Kopetzky: Zunächst haben wir den Kultursommer auf 4 Wochen begrenzt, in dieser Zeit dann aber laufend Programm geplant. Das Auftaktwochenende begann mit dem Vortrag des Beuys-Schülers Johannes Stüttgen, der dann am nächsten Tag die Stüttgen-Eiche auf der Insel pflanzte und somit auch Teil der zweiten Nacht der Kunst war. 8000 Besucher, ein dichtgedrängtes Programm in der ganzen Innenstadt und eine erstaunlich gelungene Zusammenarbeit zwischen den Gewerbetreibenden der Innenstadt, Sponsoren aus der Wirtschaft und der hiesigen Kunstszene.
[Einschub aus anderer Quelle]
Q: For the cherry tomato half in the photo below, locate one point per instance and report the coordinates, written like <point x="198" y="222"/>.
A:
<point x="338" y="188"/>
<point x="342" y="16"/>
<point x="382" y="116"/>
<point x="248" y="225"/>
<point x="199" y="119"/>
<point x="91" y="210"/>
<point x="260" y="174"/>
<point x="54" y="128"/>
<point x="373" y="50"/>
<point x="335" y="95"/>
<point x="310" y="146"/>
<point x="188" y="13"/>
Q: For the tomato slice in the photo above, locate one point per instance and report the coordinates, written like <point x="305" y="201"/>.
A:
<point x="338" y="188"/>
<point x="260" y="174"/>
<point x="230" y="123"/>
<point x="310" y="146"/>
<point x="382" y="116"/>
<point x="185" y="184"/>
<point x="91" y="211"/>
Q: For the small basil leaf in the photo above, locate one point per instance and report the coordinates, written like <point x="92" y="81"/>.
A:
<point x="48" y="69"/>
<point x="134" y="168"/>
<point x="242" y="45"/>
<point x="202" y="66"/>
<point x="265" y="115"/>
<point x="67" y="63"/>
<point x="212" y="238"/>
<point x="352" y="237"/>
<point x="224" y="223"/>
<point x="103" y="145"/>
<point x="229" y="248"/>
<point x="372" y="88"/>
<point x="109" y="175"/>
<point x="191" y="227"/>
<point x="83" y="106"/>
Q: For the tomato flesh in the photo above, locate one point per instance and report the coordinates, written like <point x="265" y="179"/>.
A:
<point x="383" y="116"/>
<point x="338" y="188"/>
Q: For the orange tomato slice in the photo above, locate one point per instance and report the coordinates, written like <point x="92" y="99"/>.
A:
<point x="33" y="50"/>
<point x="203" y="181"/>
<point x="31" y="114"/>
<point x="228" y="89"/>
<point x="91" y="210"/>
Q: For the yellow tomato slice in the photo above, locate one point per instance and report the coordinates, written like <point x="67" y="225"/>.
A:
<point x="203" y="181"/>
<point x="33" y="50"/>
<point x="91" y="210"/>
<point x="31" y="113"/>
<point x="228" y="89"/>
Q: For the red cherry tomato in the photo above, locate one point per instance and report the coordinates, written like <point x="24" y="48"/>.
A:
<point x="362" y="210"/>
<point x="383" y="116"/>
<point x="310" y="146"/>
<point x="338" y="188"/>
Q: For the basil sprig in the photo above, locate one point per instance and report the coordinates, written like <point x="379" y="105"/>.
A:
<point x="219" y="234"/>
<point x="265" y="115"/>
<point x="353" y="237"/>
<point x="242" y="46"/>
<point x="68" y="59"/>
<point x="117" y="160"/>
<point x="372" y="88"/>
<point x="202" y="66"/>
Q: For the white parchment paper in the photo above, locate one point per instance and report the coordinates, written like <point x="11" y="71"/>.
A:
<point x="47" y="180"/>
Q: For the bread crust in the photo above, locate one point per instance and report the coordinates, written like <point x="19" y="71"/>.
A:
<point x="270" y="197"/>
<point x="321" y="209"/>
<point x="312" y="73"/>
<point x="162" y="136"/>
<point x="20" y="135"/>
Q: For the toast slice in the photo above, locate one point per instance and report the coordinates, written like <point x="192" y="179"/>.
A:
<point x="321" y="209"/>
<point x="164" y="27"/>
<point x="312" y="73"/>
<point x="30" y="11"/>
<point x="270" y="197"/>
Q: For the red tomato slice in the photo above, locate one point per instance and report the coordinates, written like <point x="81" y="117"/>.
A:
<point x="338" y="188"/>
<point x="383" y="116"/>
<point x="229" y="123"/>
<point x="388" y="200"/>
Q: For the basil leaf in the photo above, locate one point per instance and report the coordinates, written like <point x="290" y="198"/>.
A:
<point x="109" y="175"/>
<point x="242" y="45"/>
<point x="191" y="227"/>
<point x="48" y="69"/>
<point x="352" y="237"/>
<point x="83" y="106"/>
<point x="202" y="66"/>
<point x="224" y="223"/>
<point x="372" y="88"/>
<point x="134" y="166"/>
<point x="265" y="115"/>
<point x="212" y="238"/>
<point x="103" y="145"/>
Und gegen Ende des Kultursommers verdichtete sich das Programm noch einmal massiv: Wer in der letzten Woche nach Pfaffenhofen kam, konnte vier verschiedene Ausstellungen besuchen, und neben Lesungen, Ballett oder Kurzfilmnacht, „Zum Buschbräu“ ins Theater gehen, an der Fotogehgrafie teilnehmen oder das Sommerfest der Künstlerwerkstatt besuchen, um sich Appetit zu holen für Trilok Gurtu am nächsten Tag. Dessen Open-Air Konzert auf dem Sparkassenplatz hatte Weltklasse.

myheimat: Erstmalig bot der Kulturherbst ein geballtes Programm an Konzerten, Lesungen und Kunstinstallationen. Hoffen Sie, diese Veranstaltungsreihe dauerhaft in Pfaffenhofen etablieren zu können?
Kopetzky: Pfaffenhofen ist eine Kreisstadt in der Region 10 – die den Anspruch hat, die wirtschaftlich erfolgreichste Region Deutschlands zu werden, wenn sie es denn nicht schon ist. Ich betrachte es als meine Aufgabe, unser Kulturleben so zu entwickeln, dass es diesem Anspruch gerecht wird. Also sollte immer etwas los sein, auf gutem und manchmal auch sehr gutem Niveau. In der Zeit zwischen Volksfest und dem Beginn der zuletzt aufgeblühten Rathauskonzerte, die mein Stadtratskollege Peter Feßl betreut, lag eine Lücke, die gefüllt gehörte. Deshalb werden wir nächstes Jahr wieder ein konzentriertes dichtes Festival im Herbst erleben.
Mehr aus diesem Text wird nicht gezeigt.